SALT LAKE CITY – Capping a career in public service that spanned more than 30 years, Windell Mitchell, fleet manager for King County, Wash., Department of Transportation, was named 2008 Public Sector Fleet Manager of the Year in an award ceremony at the NAFA 2008 Institute & Expo May 4. In his acceptance remarks, Mitchell announced he had retired only four days earlier.
George Baker, director of central services for Volusia County, Fla., and Douglas Weichman, CAFM, director of fleet management for Palm Beach County, Fla., were named 2008 award finalists.
Presented by Government Fleet (GF) magazine and sponsored by Automotive Resources International (ARI) and Fleet Counselor Services, the award recognizes the best in public sector fleet management, according to Mike Antich, GF editor.
Among the accomplishments cited in Mitchell’s nomination were planning and hosting the largest clean vehicle park-and-ride conference in the U.S., developing and implementing a model anti-idling policy, and establishing an automotive technician internship program.
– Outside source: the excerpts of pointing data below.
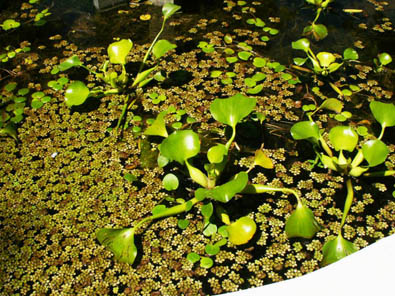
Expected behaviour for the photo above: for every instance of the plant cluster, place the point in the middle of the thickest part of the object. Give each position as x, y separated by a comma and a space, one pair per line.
183, 145
344, 139
114, 82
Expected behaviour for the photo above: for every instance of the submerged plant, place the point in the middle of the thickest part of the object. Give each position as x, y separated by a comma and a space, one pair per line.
182, 146
345, 140
118, 83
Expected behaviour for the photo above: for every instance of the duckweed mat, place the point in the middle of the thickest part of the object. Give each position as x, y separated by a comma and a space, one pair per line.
64, 176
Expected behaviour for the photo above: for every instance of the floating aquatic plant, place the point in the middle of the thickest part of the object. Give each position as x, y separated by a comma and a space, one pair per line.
77, 92
344, 139
182, 146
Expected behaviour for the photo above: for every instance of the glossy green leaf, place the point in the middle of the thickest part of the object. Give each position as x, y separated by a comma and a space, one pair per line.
118, 51
10, 24
36, 103
169, 9
227, 191
215, 74
384, 58
244, 55
10, 86
241, 231
130, 177
249, 82
306, 130
259, 22
120, 242
232, 60
182, 223
301, 44
325, 58
210, 229
333, 105
350, 54
216, 153
383, 112
263, 160
334, 66
180, 146
206, 262
300, 61
232, 110
343, 138
212, 249
259, 76
228, 39
76, 94
162, 47
301, 223
170, 182
319, 31
337, 249
193, 257
375, 152
71, 62
158, 127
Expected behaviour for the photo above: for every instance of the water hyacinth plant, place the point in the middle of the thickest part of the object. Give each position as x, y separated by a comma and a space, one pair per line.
182, 146
118, 83
345, 141
323, 62
318, 31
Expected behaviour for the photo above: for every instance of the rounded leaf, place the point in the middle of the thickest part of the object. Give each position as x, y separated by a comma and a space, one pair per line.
343, 138
301, 223
206, 262
120, 242
212, 249
385, 58
232, 110
350, 54
180, 146
319, 31
193, 257
10, 24
170, 182
169, 9
301, 44
241, 231
118, 51
158, 127
73, 61
216, 153
227, 191
76, 94
383, 112
162, 47
375, 152
325, 58
305, 130
337, 249
333, 105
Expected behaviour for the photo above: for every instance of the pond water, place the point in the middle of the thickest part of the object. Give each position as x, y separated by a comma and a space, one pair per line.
64, 174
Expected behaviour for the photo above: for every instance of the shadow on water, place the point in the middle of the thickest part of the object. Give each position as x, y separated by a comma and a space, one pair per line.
79, 22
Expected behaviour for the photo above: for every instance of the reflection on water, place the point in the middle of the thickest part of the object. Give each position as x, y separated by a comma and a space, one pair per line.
79, 22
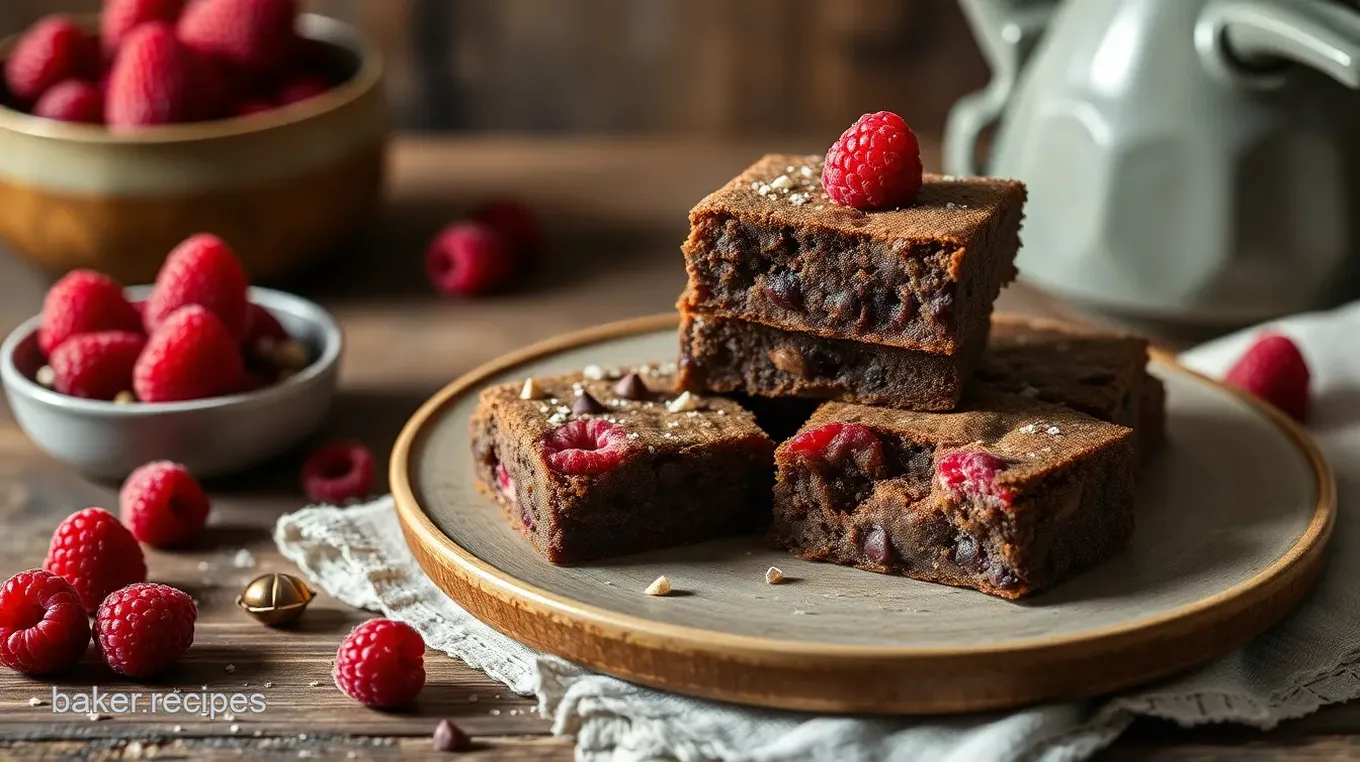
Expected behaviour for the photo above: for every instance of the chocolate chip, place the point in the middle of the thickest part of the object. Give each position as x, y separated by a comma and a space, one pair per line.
450, 738
789, 361
876, 546
586, 404
631, 387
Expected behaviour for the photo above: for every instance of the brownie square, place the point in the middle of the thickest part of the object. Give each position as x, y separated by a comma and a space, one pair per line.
589, 467
771, 248
722, 354
1008, 495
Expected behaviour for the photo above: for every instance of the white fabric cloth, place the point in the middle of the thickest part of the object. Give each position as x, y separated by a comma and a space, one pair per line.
358, 555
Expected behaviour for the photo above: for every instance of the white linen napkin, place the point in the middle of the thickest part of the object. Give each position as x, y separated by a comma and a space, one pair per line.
358, 555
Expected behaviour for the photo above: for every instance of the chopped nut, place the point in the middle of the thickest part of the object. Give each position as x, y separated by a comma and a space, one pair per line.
684, 402
531, 391
660, 587
291, 355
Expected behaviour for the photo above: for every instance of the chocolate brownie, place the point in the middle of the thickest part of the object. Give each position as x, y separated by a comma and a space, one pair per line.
1099, 373
1008, 495
771, 248
722, 354
589, 467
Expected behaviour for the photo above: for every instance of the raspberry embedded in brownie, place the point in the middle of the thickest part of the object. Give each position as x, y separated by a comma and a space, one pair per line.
605, 463
1007, 495
771, 248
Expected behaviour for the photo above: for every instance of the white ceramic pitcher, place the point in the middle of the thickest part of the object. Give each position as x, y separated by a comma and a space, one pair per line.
1189, 161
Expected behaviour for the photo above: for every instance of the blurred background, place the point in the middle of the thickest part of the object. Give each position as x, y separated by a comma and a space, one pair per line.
653, 67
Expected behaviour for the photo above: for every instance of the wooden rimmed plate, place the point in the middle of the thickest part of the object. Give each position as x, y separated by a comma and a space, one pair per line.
1234, 516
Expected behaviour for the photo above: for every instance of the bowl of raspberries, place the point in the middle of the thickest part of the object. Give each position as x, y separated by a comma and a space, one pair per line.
199, 368
125, 132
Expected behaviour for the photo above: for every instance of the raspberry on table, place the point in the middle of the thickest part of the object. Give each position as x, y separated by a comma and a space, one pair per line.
973, 472
72, 100
514, 222
381, 663
83, 302
95, 366
468, 259
144, 627
42, 625
189, 357
584, 448
150, 80
203, 271
52, 51
337, 472
875, 163
95, 554
163, 505
253, 36
1275, 370
120, 17
837, 441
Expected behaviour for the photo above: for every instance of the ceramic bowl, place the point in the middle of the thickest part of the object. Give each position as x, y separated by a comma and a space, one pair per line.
211, 437
282, 187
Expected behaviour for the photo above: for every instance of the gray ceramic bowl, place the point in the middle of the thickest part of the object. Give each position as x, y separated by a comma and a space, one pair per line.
211, 437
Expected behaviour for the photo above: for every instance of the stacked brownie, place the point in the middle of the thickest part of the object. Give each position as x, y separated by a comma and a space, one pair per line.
793, 295
918, 434
949, 446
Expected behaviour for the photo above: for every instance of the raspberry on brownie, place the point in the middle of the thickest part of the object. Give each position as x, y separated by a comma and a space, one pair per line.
1007, 494
770, 246
597, 464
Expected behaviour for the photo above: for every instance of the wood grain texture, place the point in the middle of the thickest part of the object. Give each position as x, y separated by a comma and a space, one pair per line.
614, 253
922, 648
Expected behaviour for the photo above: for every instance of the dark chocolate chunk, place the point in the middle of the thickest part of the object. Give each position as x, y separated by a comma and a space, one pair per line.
450, 738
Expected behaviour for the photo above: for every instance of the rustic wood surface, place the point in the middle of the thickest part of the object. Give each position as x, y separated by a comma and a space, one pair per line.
615, 212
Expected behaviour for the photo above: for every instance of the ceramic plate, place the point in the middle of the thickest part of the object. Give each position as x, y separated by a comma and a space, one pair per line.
1232, 520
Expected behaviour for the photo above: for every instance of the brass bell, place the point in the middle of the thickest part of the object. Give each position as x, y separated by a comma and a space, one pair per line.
276, 599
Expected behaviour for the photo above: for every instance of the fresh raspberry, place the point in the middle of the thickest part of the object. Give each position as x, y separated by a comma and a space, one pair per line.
189, 357
837, 441
973, 472
873, 165
150, 80
42, 625
302, 87
585, 446
252, 106
142, 629
120, 17
72, 100
468, 257
381, 663
83, 302
255, 36
203, 271
95, 554
52, 51
97, 366
162, 504
337, 471
514, 222
1275, 370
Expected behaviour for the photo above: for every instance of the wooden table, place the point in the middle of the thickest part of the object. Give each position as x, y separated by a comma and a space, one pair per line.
616, 214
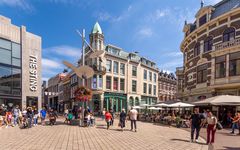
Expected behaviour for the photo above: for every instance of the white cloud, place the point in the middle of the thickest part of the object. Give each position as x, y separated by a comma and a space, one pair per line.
145, 32
23, 4
64, 50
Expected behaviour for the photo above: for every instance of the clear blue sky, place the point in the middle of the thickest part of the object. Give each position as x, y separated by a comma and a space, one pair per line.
151, 27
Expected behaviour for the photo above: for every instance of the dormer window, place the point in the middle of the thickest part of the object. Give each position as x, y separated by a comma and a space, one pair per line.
202, 20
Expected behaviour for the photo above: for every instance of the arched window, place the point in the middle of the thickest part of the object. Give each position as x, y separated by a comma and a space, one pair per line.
208, 44
229, 34
197, 49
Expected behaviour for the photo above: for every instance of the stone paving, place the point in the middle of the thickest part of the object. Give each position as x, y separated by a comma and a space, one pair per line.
66, 137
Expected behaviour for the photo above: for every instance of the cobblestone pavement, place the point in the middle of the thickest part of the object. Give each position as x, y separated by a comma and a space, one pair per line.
66, 137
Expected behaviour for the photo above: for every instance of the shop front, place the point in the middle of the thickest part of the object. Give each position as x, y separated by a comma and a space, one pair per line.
115, 101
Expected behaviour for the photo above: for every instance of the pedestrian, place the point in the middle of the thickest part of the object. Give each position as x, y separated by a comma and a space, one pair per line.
52, 117
122, 120
108, 118
35, 117
9, 117
133, 118
112, 113
211, 127
66, 111
43, 114
235, 122
16, 112
196, 121
103, 113
2, 116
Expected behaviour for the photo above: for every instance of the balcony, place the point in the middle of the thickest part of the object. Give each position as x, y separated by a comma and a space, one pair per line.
227, 44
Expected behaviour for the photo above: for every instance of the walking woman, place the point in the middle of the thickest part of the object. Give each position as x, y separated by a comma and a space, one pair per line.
108, 118
211, 127
122, 120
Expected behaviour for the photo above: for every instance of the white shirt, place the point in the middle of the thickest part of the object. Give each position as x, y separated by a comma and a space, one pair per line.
133, 114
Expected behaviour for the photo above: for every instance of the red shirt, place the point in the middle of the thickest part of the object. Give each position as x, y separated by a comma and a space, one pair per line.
108, 116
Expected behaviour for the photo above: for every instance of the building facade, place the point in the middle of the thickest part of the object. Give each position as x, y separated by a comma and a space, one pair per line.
20, 66
167, 86
211, 49
122, 79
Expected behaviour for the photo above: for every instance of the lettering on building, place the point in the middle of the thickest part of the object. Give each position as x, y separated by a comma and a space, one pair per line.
33, 73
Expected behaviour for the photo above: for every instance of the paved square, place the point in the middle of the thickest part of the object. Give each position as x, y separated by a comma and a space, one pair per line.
65, 137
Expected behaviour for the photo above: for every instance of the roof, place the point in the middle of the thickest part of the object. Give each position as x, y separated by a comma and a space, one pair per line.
97, 29
224, 6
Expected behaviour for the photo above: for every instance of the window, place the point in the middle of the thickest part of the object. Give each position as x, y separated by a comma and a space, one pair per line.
122, 68
134, 86
220, 67
115, 67
134, 71
197, 49
16, 50
145, 74
115, 83
5, 56
208, 43
109, 65
122, 84
5, 44
145, 88
202, 20
150, 89
202, 73
154, 90
229, 34
108, 82
234, 64
5, 80
150, 76
155, 77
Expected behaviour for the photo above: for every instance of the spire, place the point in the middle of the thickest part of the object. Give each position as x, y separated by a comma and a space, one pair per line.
97, 29
202, 3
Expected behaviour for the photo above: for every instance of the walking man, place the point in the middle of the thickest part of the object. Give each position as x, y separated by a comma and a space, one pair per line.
196, 122
133, 117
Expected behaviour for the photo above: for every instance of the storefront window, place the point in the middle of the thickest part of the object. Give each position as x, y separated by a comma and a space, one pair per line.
5, 56
108, 82
5, 80
150, 89
122, 84
234, 64
202, 73
122, 69
134, 86
109, 65
115, 67
134, 71
220, 67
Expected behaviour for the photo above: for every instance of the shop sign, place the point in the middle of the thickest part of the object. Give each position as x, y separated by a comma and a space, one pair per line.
33, 73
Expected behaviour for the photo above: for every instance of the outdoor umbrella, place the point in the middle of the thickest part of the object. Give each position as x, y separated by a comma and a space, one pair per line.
180, 105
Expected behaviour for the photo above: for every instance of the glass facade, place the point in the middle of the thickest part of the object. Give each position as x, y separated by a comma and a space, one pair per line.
10, 68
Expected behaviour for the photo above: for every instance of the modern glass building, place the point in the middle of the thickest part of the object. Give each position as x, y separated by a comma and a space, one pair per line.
20, 66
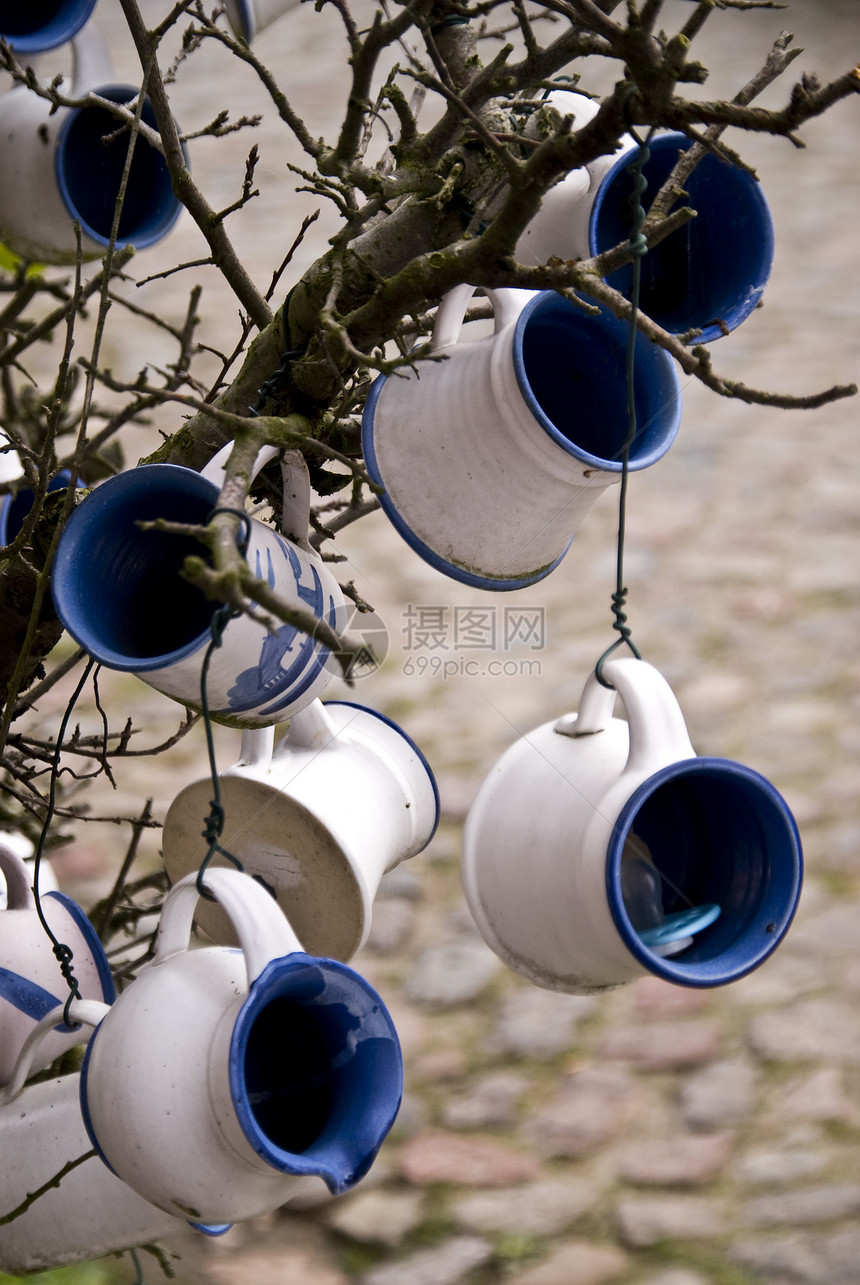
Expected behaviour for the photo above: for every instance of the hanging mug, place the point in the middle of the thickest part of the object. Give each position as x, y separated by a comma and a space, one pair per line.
318, 820
23, 848
120, 594
598, 850
707, 275
57, 170
31, 983
224, 1082
250, 17
90, 1212
491, 458
35, 27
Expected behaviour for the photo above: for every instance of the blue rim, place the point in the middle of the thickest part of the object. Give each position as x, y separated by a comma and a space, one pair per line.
80, 179
59, 30
746, 856
657, 386
364, 1062
730, 242
415, 542
85, 1104
417, 751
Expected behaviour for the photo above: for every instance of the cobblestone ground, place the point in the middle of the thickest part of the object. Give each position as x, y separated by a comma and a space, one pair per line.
656, 1135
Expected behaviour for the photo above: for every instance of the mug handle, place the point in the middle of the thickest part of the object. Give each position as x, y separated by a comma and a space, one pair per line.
658, 734
261, 927
309, 729
507, 303
86, 1013
19, 895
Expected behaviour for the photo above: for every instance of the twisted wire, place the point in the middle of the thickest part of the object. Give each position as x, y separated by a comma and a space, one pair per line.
638, 246
63, 952
214, 821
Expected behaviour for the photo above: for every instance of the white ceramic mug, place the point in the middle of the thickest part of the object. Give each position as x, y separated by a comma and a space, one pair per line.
32, 28
588, 819
224, 1081
120, 594
90, 1212
31, 983
250, 17
57, 170
491, 458
318, 820
708, 275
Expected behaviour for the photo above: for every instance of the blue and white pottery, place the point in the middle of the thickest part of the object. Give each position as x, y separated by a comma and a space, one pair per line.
600, 850
223, 1082
491, 458
120, 594
31, 983
32, 26
708, 275
318, 819
57, 170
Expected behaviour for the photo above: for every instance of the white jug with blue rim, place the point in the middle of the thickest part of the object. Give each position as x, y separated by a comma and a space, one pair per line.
492, 451
120, 594
224, 1082
707, 275
90, 1212
31, 973
57, 168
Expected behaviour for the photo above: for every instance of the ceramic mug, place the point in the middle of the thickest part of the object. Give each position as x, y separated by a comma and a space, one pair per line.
491, 458
90, 1212
598, 850
31, 983
32, 28
23, 848
118, 593
318, 820
250, 17
708, 275
224, 1081
57, 170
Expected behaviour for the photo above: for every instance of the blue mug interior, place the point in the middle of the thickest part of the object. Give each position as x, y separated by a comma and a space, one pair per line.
89, 174
571, 369
315, 1069
708, 274
34, 26
717, 834
117, 589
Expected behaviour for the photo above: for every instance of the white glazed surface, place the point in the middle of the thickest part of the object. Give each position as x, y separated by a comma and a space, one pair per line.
35, 221
90, 1213
26, 951
261, 14
157, 1078
476, 477
536, 837
342, 798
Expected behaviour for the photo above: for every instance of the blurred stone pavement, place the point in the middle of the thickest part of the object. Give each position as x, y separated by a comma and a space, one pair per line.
656, 1135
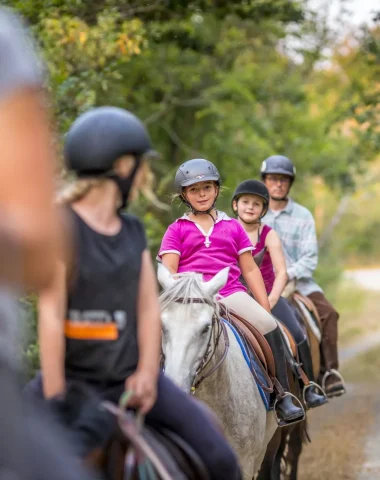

He was also instrumental in the creation of the Heavy-Duty Hybrid Truck Consortium, a collaborative vehicle purchasing effort of several Pacific Northwest public agencies.
Mitchell authored a Green Fleet Standards proposal for King County DOT and has published articles on alternative fuels, greenhouse gas mitigation strategies, and King County’s vehicle buy-back strategy.
Accepting the award’s eagle trophy, the Jamaican-born Mitchell spoke of his journey to the U.S. as a teenager with little money, finally settling in the Seattle area with an older brother. He went on to graduate from college and earn an MBA degree from the University of Washington. He worked for King County for 31 years.
Twenty-eight public sector fleet managers were nominated for this year’s award. Each completed a questionnaire outlining his or her accomplishments in nine areas of fleet management. A judging panel of 16 fleet managers individually scored each applicant’s nomination, assigning a numerical grade to each of the nine areas. The winner and two finalists were determined by the three top cumulative scores.